Par Jérémy Jourdan-Marques le 17 Février 2023

La justice est malade. Le diagnostic est posé depuis longtemps, mais a été tristement rappelé par la tribune des 3000 du 23 novembre 20211. La raison qui a conduit à cette situation insoutenable est connue : un désinvestissement chronique et ancien de l’État dans sa justice. Les annonces réalisées par le Ministère le 5 janvier 20232, si tant est qu’elles soient suffisantes, n’y changeront rien avant de nombreuses années. Pendant ce temps, la justice souffre. À en mourir.

Comme toute personne touchée par une peine intolérable, la justice tente d’atténuer sa douleur. Cette tentative prend au moins deux formes. D’une part, le repli. La justice se retranche, se barricade – architecturalement et numériquement – et se rend inaccessible au monde extérieur. D’autre part, le transfert de charges. Quand le poids des tâches est insupportable, en déléguer une partie constitue une mesure séduisante.

La Chancellerie l’a bien compris. Depuis des années, tel un médecin face à un patient en soins palliatifs, elle administre à la justice son shoot annuel de morphine. Les lois de simplification se succèdent, ne résolvent rien et augmentent même la dépendance du patient justice qui, face à un problème accru, exige une nouvelle dose de sa précieuse simplification.

La justice n’y est pour rien. L’État est responsable de la situation et contribue à l’aggraver.

Mais. Il y a un mais.

La justice souffre tellement qu’elle cherche désormais à s’administrer son propre poison. Se renfermer ; se décharger. Gagner un mois, peut-être deux ; respirer, avant de replonger. En procédure civile comme en procédure pénale, le mouvement est identique. Des exigences procédurales qui confinent à l’absurde sont créées de toute pièce par les juridictions, au point de donner lieu, coup sur coup, à deux condamnations de la France par la Cour européenne des droits de l’homme3. Celles-ci ne doivent rien au législateur ; elles doivent tout aux juridictions, qui ont transformé la bonne administration de la justice en bonne bureaucratisation de la justice.

Dans ce tourbillon, la justice – disons-le, les magistrats – a trouvé son souffre-douleur. C’est aux avocats de faire ce qui ne peut plus être fait.

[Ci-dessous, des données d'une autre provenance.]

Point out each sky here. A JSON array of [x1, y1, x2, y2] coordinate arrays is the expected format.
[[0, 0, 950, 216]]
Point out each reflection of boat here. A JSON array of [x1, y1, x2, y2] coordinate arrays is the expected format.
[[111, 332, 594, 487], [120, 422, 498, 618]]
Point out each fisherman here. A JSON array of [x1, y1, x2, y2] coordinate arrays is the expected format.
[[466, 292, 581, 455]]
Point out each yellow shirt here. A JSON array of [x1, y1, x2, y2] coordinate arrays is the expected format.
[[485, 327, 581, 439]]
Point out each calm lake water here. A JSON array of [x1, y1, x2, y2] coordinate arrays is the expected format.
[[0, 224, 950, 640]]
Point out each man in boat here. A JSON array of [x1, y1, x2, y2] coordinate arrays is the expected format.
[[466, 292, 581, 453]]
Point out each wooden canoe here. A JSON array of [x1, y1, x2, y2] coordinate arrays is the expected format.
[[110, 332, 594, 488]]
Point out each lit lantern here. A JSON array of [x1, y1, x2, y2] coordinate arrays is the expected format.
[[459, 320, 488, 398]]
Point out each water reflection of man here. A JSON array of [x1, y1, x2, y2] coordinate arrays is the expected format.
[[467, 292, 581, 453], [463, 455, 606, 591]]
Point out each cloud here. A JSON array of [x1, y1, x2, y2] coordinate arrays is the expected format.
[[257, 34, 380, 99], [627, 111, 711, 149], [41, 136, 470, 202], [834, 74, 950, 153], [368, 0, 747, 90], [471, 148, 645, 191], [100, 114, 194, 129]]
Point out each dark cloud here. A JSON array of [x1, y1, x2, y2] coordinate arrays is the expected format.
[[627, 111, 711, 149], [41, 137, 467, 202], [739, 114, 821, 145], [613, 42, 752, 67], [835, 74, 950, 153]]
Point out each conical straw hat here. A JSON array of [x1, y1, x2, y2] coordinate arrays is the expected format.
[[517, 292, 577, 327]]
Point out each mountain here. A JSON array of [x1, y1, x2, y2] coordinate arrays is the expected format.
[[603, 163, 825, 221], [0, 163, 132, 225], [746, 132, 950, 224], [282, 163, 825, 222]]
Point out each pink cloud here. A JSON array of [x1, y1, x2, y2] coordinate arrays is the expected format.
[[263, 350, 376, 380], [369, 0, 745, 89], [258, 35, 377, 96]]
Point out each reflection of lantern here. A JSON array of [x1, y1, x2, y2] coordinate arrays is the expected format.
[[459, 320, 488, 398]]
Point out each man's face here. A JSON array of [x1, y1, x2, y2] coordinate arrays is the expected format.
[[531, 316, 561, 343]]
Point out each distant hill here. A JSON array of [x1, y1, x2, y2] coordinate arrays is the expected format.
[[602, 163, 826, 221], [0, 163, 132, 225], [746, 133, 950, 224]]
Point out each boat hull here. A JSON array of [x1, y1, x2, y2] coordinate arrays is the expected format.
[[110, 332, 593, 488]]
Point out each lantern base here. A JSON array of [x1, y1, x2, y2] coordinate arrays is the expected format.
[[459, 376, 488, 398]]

La petite musique qui monte est que, en réalité, les avocats ont leur part de responsabilité dans la situation de la justice. Pas suffisamment bons, pas suffisamment diligents, pas suffisamment tout. La tension entre les professions, naufragées du même bateau, est à son comble. Il est désormais attendu de l’avocat qu’il se montre loyal à la justice, tout en étant systématiquement soupçonné de déloyauté et traité déloyalement. Autant d’injonctions contradictoires auxquelles les avocats ne peuvent répondre. Les poursuites engagées contre deux d’entre eux pour tentative d’escroquerie au jugement constituent déjà le paroxysme de cette crise4.

C’est oublier qu’ils ne sont pas la bonne cible. Ils le sont d’autant moins que la cible est transparente et que c’est le justiciable qui est transpercé par la flèche.

 

 

1. Dalloz actualité, 2 déc. 2021, obs. P. Januel.
2. A. Coignac, États généraux de la justice : des moyens salués, un plan d’action mitigé, Dalloz actualité, 6 janv. 2023.
3. CEDH 2 févr. 2023, Rocchia c/ France, n° 74530/17 ; 9 juin 2022, Lucas c/ France, n° 15567/20, Dalloz actualité, 16 juin 2022, obs. C. Bléry ; ibid., 13 juill. 2022, obs. J. Jourdan-Marques ; AJDA 2022. 1190 ; D. 2022. 2330, obs. T. Clay ; AJ fam. 2022. 353, obs. F. Eudier ; Dalloz IP/IT 2022. 352, obs. E. Nalbant ; JCP 2022. 1345, § 2, obs. L. Mayer ; Gaz. Pal. 26 juill. 2022, p. 34, obs. S. Amrani-Mekki ; Procédures 2022. 202, note N. Fricero.
4. V. Maître Eolas, Les raisons de la colère, 5 févr. 2023.